En effet, il venait de dire ce qui suit : "وقد يختلفون في صحة بعض الأحاديث لاختلافهم في وجود هذه الأوصاف فيه، أو لاختلافهم في اشتراط بعض هذه الأوصاف، كما في المرسل" : "(Les spécialistes) divergent parfois quant à l'authenticité de certains hadîths, à cause de leur divergence quant à la présence de ces qualités en lui, ou à cause de leur divergence quant à la nécessité de certaines de ces qualités, comme c'est le cas pour le hadîth mursal" (Ibid.).

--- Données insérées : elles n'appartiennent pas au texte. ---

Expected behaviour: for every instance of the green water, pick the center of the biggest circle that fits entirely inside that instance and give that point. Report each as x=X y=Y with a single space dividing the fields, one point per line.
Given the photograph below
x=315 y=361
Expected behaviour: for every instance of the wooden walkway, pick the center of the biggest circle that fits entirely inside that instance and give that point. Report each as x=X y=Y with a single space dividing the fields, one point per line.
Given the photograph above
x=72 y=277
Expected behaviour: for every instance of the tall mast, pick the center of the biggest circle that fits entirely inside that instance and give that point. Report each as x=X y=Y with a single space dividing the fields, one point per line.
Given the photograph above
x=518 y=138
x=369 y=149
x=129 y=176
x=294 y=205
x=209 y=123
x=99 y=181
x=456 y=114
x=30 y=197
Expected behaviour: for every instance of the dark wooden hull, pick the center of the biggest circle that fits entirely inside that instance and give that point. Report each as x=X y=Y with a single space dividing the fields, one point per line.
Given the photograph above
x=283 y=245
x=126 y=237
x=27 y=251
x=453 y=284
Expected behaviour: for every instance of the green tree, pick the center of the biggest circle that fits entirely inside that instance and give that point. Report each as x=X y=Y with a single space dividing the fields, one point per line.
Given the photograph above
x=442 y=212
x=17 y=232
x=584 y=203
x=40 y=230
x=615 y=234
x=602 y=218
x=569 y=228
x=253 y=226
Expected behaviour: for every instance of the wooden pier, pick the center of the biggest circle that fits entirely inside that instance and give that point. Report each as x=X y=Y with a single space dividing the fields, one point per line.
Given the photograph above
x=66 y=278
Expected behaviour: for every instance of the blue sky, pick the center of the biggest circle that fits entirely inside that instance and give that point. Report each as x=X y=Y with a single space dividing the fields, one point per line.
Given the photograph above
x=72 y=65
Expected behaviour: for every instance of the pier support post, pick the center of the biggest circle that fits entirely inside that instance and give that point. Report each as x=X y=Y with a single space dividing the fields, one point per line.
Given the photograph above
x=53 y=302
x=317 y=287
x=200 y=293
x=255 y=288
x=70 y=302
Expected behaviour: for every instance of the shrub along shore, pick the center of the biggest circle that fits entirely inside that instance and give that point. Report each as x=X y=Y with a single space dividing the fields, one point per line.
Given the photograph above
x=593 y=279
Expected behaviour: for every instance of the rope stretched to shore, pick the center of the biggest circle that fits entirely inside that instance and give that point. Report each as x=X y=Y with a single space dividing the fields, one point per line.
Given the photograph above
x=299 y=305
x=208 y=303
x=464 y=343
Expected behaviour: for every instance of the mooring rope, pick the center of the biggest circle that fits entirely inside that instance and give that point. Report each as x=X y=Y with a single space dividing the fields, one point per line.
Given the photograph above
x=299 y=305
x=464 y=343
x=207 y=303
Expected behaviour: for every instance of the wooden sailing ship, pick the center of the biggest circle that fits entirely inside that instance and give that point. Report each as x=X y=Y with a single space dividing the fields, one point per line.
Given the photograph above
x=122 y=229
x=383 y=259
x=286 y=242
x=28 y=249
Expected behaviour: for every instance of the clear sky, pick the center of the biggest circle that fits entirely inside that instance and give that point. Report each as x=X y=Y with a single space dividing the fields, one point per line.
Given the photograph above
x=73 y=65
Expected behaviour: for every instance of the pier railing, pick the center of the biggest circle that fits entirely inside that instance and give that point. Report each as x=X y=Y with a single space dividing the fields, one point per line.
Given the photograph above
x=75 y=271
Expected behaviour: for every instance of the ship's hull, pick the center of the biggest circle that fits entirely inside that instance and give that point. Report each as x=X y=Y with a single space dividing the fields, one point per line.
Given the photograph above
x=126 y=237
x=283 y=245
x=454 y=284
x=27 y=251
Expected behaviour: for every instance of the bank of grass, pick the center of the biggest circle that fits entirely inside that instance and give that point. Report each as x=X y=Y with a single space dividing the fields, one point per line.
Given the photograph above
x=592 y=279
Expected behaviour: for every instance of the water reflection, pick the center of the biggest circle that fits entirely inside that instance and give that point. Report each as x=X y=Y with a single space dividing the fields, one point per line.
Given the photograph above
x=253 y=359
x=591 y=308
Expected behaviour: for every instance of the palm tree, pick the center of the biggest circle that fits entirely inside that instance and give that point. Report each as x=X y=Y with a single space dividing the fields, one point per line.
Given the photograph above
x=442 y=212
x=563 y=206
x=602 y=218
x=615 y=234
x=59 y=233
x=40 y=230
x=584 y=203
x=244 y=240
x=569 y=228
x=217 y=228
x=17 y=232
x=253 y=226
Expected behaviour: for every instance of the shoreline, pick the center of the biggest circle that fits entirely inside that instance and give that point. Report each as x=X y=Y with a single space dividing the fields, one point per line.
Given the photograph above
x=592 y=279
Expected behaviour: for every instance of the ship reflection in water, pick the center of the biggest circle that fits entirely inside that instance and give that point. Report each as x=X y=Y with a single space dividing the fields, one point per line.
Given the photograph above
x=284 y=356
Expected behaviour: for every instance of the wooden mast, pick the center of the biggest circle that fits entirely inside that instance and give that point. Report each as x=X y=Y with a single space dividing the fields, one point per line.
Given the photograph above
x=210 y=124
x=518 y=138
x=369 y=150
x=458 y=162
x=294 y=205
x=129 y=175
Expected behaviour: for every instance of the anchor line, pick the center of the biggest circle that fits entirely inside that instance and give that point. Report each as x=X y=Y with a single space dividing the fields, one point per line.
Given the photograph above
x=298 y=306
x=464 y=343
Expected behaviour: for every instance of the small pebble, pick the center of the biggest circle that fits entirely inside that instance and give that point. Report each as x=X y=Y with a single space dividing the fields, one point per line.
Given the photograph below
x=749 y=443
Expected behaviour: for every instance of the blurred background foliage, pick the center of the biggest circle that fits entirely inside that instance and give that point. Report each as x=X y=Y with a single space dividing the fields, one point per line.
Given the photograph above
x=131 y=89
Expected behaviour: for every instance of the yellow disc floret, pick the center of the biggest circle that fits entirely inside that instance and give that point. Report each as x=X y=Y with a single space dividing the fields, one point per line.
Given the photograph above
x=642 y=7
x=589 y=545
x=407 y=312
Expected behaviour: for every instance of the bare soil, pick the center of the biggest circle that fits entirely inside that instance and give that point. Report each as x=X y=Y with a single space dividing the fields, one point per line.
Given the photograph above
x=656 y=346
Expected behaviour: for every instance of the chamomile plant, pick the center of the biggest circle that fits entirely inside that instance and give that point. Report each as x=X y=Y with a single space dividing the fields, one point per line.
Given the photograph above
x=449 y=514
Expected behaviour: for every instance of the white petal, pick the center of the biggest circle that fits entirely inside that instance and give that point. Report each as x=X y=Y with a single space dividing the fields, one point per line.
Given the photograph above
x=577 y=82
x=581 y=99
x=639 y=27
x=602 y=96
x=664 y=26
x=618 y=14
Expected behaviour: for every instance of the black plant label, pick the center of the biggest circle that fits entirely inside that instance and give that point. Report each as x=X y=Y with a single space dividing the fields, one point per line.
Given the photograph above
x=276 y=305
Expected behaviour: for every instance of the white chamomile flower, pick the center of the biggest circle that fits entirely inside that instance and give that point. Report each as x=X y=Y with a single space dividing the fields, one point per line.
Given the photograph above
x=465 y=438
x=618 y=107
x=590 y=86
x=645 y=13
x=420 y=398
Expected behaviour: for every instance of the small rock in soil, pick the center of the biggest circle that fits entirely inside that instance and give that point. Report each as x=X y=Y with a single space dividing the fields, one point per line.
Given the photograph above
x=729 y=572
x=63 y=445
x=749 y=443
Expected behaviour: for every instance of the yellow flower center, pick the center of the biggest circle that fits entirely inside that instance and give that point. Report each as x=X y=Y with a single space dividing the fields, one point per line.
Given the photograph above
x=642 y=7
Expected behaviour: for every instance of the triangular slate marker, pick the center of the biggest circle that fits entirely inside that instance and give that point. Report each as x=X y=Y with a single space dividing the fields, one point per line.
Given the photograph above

Il écrit encore qu'il existe différents niveaux dans l'authenticité : "ثم إن درجات الصحيح تتفاوت في القوة، بحسب تمكن الحديث من الصفات المذكورة التي تنبني الصحة عليها. وتنقسم باعتبار ذلك إلى أقسام يستعصي إحصاؤها على العاد الحاصر. ولهذا نرى الإمساك عن الحكم لإسناد أو حديث بأنه الأصح على الإطلاق. على أن جماعة من أئمة الحديث خاضوا غمرة ذلك، فاضطربت أقوالهم. فروينا عن إسحاق بن راهويه أنه قال: "أصح الأسانيد كلها: الزهري عن سالم عن أبيه" (Al-Muqaddima, p. 13).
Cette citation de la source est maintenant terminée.